Over a million developers have joined DZone.
{{announcement.body}}
{{announcement.title}}

Neo4j / Cypher: Converting Queries from 1.9 to 2.0

DZone's Guide to

Neo4j / Cypher: Converting Queries from 1.9 to 2.0

· Java Zone ·
Free Resource

Verify, standardize, and correct the Big 4 + more– name, email, phone and global addresses – try our Data Quality APIs now at Melissa Developer Portal!

I’ve been playing around with the most recent Neo4j 2.0 milestone release – 2.0.0-M05 – and one of the first things I did was translate the queries from my football data set which were written against Neo4j 1.9.

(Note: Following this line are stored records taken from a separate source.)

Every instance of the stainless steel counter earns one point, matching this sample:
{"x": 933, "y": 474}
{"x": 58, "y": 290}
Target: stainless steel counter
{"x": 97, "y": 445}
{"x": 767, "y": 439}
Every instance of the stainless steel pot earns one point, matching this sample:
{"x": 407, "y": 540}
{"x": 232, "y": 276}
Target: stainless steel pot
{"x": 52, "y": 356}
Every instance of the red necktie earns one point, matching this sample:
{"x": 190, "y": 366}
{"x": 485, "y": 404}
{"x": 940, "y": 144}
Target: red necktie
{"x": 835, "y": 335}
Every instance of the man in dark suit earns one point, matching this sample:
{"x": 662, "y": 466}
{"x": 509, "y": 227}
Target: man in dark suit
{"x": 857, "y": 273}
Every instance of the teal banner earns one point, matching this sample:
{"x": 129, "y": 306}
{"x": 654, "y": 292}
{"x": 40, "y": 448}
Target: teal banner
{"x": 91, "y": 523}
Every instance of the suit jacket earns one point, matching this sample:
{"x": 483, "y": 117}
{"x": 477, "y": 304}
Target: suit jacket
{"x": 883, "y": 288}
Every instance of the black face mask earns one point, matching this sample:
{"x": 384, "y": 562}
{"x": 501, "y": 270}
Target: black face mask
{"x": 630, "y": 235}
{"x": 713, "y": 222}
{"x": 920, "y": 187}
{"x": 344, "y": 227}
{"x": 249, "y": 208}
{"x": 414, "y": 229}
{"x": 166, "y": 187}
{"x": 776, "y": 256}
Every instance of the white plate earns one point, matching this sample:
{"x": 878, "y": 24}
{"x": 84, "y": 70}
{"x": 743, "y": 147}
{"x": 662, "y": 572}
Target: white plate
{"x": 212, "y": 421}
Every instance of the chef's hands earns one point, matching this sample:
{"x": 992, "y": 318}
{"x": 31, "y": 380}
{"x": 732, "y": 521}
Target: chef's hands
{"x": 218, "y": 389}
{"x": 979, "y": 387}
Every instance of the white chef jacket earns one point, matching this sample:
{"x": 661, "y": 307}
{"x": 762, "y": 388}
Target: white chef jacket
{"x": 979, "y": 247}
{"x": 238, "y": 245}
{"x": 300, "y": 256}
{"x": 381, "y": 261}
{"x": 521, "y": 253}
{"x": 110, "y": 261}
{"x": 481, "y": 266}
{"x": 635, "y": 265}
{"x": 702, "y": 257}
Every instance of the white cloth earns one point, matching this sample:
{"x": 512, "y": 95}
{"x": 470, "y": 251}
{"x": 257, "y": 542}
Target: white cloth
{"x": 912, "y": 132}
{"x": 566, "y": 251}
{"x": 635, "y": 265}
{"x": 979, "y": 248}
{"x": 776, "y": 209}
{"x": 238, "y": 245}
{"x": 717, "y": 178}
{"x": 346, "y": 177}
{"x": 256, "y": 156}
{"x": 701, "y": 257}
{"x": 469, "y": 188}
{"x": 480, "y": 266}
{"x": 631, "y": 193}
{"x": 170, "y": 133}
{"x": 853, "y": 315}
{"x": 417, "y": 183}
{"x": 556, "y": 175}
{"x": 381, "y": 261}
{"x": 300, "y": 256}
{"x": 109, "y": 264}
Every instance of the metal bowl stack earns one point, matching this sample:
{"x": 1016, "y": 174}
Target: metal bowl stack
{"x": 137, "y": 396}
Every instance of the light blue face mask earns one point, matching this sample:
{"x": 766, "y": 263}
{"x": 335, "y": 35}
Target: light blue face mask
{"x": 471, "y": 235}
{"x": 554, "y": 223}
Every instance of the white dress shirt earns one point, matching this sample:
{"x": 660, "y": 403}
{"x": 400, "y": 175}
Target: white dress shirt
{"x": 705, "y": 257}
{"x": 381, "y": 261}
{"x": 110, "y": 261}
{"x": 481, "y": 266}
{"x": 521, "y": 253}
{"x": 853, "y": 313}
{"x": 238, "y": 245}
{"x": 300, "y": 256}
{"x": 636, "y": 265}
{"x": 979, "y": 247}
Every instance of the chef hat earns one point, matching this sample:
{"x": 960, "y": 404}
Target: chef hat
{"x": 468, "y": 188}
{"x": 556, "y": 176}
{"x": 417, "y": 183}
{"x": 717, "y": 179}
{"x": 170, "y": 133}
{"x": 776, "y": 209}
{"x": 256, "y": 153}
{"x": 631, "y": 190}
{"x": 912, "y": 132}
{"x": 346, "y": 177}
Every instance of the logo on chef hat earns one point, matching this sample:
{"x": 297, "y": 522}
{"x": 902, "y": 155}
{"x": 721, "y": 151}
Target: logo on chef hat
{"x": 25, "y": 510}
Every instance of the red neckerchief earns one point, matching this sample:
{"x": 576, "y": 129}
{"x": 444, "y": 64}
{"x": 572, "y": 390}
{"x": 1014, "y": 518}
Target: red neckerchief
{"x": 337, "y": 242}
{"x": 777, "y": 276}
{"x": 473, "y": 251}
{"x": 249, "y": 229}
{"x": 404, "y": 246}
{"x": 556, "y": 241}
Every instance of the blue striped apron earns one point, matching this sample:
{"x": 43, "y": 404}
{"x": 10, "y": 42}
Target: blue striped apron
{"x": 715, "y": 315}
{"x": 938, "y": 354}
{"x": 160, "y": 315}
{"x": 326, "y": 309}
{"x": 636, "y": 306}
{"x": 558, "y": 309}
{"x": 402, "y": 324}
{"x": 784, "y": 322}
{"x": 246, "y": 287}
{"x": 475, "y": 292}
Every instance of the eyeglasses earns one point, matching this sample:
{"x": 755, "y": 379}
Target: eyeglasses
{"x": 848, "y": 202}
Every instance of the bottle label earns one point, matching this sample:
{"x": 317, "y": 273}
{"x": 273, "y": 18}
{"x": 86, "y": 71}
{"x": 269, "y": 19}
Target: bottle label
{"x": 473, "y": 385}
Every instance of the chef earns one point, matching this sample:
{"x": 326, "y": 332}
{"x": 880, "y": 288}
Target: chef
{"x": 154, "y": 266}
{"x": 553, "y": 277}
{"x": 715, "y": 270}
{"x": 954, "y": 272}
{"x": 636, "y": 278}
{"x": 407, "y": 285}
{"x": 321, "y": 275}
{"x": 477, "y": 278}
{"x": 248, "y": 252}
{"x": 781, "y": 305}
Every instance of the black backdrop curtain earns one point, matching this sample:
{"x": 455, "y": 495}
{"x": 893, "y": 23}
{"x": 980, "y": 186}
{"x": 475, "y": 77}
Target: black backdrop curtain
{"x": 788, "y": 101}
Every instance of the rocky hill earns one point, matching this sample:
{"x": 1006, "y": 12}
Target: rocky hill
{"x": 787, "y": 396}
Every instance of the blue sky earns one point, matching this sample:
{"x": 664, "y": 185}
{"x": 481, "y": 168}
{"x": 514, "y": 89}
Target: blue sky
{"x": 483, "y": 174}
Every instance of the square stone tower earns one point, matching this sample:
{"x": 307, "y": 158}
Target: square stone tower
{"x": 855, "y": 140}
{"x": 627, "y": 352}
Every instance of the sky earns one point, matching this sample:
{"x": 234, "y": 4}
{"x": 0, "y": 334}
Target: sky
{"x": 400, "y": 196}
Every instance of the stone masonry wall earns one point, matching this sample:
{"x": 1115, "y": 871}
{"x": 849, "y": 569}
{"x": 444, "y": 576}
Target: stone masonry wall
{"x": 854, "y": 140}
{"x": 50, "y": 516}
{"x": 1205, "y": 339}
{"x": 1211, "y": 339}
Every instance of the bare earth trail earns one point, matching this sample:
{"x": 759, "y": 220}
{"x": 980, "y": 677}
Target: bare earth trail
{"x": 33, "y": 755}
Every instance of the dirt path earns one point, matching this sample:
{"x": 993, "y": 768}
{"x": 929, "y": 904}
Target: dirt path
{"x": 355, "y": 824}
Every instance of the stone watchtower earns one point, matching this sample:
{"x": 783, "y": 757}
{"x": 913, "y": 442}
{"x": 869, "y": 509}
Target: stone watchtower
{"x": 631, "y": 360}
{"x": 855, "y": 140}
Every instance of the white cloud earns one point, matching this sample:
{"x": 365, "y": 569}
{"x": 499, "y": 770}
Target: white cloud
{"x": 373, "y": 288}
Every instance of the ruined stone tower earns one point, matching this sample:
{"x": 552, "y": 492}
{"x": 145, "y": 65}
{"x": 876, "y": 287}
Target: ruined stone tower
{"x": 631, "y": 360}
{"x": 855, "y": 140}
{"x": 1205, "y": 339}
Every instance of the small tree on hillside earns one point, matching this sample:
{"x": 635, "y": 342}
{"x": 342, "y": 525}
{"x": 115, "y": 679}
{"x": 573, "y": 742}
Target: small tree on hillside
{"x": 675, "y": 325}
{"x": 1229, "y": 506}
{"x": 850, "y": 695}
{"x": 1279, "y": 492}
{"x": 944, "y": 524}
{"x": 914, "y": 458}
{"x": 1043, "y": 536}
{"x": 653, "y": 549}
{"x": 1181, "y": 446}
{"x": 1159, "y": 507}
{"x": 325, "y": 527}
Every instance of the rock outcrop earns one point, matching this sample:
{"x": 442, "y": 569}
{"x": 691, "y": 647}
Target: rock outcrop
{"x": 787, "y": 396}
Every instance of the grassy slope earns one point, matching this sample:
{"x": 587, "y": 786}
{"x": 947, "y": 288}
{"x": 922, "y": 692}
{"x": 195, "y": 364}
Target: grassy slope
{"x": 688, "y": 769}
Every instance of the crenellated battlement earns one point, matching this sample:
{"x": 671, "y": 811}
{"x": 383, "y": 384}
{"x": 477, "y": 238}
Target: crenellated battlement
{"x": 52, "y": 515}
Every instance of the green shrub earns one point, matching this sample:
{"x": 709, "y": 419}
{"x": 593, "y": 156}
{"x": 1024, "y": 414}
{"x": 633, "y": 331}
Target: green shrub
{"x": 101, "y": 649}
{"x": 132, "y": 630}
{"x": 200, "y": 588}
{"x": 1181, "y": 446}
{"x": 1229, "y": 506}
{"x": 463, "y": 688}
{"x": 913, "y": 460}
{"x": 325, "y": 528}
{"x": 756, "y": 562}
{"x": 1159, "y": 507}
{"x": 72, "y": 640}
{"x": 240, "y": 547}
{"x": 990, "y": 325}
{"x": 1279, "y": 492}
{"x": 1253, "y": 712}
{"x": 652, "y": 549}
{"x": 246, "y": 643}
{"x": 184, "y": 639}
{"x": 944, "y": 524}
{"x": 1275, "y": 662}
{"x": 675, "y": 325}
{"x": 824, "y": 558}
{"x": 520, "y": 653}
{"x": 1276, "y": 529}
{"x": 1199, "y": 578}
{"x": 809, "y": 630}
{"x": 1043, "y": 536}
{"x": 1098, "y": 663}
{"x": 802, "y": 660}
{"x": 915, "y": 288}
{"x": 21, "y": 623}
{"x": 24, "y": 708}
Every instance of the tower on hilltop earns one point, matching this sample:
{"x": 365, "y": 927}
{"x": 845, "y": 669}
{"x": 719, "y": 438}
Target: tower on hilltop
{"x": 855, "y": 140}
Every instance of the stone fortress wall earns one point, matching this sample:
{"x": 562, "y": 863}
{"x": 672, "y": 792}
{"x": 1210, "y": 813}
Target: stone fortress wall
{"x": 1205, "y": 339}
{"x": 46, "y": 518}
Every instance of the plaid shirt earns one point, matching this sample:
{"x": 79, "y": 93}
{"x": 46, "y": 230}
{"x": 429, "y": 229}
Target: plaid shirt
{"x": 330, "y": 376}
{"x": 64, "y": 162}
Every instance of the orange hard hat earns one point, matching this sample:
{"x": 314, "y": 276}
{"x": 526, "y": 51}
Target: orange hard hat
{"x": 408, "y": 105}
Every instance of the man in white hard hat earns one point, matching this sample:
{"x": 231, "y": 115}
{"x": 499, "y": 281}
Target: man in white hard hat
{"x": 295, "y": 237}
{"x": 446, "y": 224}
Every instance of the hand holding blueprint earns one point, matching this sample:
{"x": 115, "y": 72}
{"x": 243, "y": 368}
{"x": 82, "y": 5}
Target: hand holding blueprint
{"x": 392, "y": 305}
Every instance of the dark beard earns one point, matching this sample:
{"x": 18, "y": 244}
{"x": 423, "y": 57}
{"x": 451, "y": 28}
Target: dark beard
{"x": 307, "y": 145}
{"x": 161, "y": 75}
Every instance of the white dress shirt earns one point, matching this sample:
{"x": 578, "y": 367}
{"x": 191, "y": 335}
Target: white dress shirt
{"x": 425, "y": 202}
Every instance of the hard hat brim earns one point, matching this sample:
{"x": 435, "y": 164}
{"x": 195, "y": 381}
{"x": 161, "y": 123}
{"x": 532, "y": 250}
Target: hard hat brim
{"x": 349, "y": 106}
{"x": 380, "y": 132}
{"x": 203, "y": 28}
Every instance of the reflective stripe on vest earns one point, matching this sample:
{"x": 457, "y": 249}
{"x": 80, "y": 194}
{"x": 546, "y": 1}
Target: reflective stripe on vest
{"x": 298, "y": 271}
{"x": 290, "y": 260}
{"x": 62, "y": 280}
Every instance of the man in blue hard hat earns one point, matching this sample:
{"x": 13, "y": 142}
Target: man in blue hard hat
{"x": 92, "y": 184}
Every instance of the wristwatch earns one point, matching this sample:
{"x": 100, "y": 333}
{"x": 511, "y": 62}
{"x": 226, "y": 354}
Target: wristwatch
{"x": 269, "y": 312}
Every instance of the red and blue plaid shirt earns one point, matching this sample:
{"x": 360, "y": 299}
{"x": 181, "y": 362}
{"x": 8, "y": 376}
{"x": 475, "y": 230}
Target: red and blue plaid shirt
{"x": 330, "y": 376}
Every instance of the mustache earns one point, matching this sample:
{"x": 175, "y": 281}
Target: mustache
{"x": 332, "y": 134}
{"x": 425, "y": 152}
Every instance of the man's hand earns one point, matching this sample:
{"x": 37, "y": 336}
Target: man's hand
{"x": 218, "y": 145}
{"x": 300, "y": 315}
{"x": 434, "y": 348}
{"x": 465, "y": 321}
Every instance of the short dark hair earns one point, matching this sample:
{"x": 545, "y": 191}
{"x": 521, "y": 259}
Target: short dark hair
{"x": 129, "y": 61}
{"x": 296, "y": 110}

The following query calculates the number of goals scored by players in matches that were shown on television, not on television and in total.

START player=node:players('name:*')
MATCH player-[:played|subbed_on]->stats-[:in]->game-[t?:on_tv]->channel
WITH COLLECT([stats.goals, TYPE(t)]) AS games, player
RETURN player.name,
       REDUCE(goals = 0, g' IN FILTER(g IN games WHERE HEAD(TAIL(g)) IS NULL)| goals + HEAD(g')) AS nonTvGoals,
       REDUCE(goals = 0, g' IN FILTER(g IN games WHERE HEAD(TAIL(g)) <> NULL)| goals + HEAD(g')) AS tvGoals,
       REDUCE(goals = 0, g' in games | goals + HEAD(g')) AS totalGoals
ORDER BY tvGoals DESC
LIMIT 10

We use a legacy index to get all of the players, find the games they participated in, check if those games were on television and then group by player to work out whether the goals were scored in televised games.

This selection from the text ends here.